(esta semana à 2ª feira por problemas técnicos)
por marinquieto
Capítulo III
Os dias estavam maiores. Os fins de tarde iam ficando mais lentos, o tempo percorria com outra suavidade os trajectos da luz e a noite, quando chegava, já não era um solavanco. Tinham aprendido a provocar um jogo de acasos para se encontrarem sem que o sentissem como um compromisso. Foi ele, desta vez, quem o provocou. Queria surpreendê-la.
Acompanharam o pôr-do-sol com sons lidos nos lábios e silêncios de expectativa. Ambos adivinhavam que este encontro ia ter um final diferente. Para sempre associado àquela mancha difusa, cor de fogo, que traçava os contornos dos prédios. Ali, o Sol não dormia no mar. Açucena começava a ficar impaciente, olhava para o relógio, "o tempo passou depressa, já são 8 horas". Ele não conseguia disfarçar o embaraço. Mas nem um nem outro tomava a iniciativa de se despedir. Ela, sem que disso tivesse consciência, esperava. Eduardo travava-se de razões com as suas costumadas hesitações.
Num impulso, disse-lhe "gostava que lesses isto que eu escrevi", estendendo-lhe um caderno aberto na página em que tinha enlaçado as palavras com que, na ausência, a tinha lembrado. Um poema. Procurou concentrar-se nas palavras, decifrar-lhe a letra, ele continuava ali, estava agora a olhá-la. Leu apressada e sobressaltadamente. "É bonito". Devolveu-lhe o caderno que ele voltou a guardar.

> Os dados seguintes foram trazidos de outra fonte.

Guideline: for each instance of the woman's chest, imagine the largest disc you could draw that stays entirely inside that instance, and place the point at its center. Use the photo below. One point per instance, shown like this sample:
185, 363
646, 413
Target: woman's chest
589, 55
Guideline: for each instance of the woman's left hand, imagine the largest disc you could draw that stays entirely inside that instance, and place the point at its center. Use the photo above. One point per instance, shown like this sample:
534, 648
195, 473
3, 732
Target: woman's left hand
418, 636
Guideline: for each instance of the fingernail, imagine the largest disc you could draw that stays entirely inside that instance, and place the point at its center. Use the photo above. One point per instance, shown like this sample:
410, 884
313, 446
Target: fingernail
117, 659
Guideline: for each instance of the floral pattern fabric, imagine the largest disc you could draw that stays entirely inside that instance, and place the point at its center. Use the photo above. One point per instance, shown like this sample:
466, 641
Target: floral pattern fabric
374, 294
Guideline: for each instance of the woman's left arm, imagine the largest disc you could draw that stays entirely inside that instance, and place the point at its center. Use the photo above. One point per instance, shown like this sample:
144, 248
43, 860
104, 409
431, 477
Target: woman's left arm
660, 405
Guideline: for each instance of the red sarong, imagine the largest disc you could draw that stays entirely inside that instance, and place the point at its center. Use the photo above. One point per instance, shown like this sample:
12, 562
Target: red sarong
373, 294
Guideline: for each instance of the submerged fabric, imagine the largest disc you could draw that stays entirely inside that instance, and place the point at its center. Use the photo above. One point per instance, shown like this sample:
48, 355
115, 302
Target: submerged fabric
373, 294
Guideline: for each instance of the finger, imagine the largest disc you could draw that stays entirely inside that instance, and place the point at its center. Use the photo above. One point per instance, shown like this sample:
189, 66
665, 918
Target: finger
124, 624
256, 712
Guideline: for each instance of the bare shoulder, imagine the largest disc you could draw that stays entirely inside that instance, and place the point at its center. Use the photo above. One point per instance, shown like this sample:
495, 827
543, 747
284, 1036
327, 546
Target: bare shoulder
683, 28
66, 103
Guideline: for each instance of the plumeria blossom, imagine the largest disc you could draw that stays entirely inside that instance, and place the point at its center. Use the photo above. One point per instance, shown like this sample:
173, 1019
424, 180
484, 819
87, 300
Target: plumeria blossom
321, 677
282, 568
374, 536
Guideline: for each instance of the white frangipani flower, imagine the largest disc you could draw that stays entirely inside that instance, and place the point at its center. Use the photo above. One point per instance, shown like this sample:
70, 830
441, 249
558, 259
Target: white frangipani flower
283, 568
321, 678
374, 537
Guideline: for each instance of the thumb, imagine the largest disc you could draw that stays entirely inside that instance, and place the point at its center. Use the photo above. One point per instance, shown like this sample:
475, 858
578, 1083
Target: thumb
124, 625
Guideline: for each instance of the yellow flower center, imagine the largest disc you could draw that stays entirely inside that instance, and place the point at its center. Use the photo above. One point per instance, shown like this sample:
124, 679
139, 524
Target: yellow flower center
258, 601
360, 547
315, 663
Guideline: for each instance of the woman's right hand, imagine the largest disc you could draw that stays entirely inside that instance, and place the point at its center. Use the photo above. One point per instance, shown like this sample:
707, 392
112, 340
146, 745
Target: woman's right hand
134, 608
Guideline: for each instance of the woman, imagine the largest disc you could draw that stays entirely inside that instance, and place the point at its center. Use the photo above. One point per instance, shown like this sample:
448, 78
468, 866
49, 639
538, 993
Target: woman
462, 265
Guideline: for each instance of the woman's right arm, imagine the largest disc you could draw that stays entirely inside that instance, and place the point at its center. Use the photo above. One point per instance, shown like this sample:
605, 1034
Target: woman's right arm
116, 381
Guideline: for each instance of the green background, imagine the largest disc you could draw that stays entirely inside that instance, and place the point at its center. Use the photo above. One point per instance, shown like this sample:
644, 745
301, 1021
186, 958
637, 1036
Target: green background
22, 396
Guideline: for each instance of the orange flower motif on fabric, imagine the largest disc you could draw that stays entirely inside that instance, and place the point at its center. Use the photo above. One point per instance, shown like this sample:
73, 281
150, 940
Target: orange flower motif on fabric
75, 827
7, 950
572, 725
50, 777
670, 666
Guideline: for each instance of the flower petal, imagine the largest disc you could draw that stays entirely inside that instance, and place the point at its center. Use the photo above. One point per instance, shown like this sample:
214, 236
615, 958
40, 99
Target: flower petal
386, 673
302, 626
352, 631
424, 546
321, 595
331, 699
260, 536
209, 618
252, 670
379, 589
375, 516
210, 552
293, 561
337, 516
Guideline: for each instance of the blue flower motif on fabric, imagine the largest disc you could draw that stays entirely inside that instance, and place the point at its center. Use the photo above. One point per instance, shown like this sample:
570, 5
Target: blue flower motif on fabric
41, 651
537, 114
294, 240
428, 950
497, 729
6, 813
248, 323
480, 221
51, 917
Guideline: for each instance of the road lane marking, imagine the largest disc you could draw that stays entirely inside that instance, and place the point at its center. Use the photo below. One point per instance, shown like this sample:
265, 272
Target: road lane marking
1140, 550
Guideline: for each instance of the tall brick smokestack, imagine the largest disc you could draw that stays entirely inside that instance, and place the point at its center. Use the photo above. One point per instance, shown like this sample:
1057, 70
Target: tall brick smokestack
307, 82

O encontro tinha, naturalmente, terminado. Eduardo e Açucena despediram-se com uma espontânea e inabitual cerimónia. Não era um gesto de distanciamento, mas de celebração.
1 comentário:
A cada capítulo as palavras ganham fragrância e cor, levando-nos a (pre)sentir os ambientes e as personagens.Parabéns, marinquieto.